At operation 1520, the system compares predicted output (or features) at stage n−1 to an actual media item (or features), such as the output at stage n−1 or the original input. For example, given observed data x, the diffusion model may be trained to minimize the variational upper bound of the negative log-likelihood-log pe (x) of the training data.
At operation 1525, the system updates parameters of the model based on the comparison. For example, parameters of a U-Net may be updated using gradient descent. Time-dependent parameters of the Gaussian transitions can also be learned.
FIG. 16 shows an example of a computing device 1600 according to aspects of the present disclosure. The computing device 1600 may be an example of the conditioned image generation system apparatus 1700 described with reference to FIG. 17. In one aspect, computing device 1600 includes processor(s) 1605, memory subsystem 1610, communication interface 1615, I/O interface 1620, user interface component(s) 1625, and channel 1630.
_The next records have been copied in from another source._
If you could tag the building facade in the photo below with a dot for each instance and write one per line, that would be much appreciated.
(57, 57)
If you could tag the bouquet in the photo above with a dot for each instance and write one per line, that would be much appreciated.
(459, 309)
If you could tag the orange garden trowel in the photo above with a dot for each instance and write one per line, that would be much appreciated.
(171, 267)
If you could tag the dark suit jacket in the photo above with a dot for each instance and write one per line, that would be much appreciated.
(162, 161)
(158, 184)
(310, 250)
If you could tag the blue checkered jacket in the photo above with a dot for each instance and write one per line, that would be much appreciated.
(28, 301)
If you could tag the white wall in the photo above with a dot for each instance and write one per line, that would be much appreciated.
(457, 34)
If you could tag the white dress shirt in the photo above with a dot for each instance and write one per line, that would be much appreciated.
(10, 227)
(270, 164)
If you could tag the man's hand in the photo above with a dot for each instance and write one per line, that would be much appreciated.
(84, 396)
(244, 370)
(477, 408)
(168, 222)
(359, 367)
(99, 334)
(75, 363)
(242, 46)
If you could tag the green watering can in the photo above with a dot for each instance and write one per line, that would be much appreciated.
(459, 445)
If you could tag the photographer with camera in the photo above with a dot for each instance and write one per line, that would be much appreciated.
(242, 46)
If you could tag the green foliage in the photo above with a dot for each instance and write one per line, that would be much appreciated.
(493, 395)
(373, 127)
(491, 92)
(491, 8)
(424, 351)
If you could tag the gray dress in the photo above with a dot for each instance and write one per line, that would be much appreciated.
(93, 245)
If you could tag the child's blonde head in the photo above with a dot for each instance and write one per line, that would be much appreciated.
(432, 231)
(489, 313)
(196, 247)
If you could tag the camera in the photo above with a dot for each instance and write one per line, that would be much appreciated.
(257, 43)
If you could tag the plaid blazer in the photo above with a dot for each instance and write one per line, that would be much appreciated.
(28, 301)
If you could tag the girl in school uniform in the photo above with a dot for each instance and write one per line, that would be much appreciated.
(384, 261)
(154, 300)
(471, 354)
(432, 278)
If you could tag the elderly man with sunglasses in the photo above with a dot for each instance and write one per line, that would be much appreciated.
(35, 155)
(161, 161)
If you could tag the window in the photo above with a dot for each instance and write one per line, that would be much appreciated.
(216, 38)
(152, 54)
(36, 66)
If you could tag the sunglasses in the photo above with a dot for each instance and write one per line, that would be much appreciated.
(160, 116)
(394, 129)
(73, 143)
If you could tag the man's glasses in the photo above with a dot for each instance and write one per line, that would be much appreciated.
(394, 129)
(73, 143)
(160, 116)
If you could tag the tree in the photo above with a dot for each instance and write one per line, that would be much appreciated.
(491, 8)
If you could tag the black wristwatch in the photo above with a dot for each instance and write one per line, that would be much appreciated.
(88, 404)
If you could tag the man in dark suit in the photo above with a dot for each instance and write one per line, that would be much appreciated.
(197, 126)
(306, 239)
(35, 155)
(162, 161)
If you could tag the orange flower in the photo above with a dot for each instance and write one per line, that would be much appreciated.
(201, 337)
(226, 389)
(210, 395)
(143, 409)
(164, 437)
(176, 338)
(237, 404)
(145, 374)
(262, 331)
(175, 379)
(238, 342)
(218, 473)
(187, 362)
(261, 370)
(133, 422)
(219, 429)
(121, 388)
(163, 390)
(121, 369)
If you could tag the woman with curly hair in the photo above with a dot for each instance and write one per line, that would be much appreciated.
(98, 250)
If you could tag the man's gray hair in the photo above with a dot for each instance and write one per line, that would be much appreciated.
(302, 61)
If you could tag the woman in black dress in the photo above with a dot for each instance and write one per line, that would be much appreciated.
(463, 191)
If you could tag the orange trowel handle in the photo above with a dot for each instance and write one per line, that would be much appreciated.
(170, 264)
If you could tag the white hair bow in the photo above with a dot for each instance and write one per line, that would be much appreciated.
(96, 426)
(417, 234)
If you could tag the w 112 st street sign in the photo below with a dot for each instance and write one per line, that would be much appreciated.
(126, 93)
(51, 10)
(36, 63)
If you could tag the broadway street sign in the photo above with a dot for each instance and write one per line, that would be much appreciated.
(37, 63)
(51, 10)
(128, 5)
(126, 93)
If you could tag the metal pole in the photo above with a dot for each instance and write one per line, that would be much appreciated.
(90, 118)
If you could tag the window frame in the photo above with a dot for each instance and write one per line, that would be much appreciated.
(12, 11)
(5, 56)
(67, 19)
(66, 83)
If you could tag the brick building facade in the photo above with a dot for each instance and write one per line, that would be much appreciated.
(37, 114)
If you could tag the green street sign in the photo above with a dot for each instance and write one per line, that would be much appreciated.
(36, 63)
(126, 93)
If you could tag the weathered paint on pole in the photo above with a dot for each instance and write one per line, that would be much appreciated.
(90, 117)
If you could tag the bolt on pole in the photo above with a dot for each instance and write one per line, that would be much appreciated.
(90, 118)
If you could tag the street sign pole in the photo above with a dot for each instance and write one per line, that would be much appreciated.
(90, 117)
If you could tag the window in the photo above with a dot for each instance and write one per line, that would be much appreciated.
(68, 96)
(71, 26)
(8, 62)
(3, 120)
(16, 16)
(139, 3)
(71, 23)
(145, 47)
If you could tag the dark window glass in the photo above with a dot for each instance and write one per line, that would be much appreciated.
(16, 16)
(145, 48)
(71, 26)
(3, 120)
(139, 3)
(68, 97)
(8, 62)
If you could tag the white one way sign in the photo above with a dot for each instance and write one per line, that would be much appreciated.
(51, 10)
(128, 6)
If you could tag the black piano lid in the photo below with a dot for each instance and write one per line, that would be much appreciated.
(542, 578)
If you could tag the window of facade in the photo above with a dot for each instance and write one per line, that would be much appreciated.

In some embodiments, computing device 1600 is an example of, or includes aspects of, the media generation model of FIG. 10. In some embodiments, computing device 1600 includes one or more processors 1605 that can execute instructions stored in memory subsystem 1610 to perform media generation.
According to some aspects, computing device 1600 includes one or more processors 1605. In some cases, a processor is an intelligent hardware device, (e.g., a general-purpose processing component, a digital signal processor (DSP), a central processing unit (CPU), a graphics processing unit (GPU), a microcontroller, an application specific integrated circuit (ASIC), a field programmable gate array (FPGA), a programmable logic device, a discrete gate or transistor logic component, a discrete hardware component, or a combination thereof. In some cases, a processor is configured to operate a memory array using a memory controller. In other cases, a memory controller is integrated into a processor. In some cases, a processor is configured to execute computer-readable instructions stored in a memory to perform various functions. In some embodiments, a processor includes special purpose components for modem processing, baseband processing, digital signal processing, or transmission processing.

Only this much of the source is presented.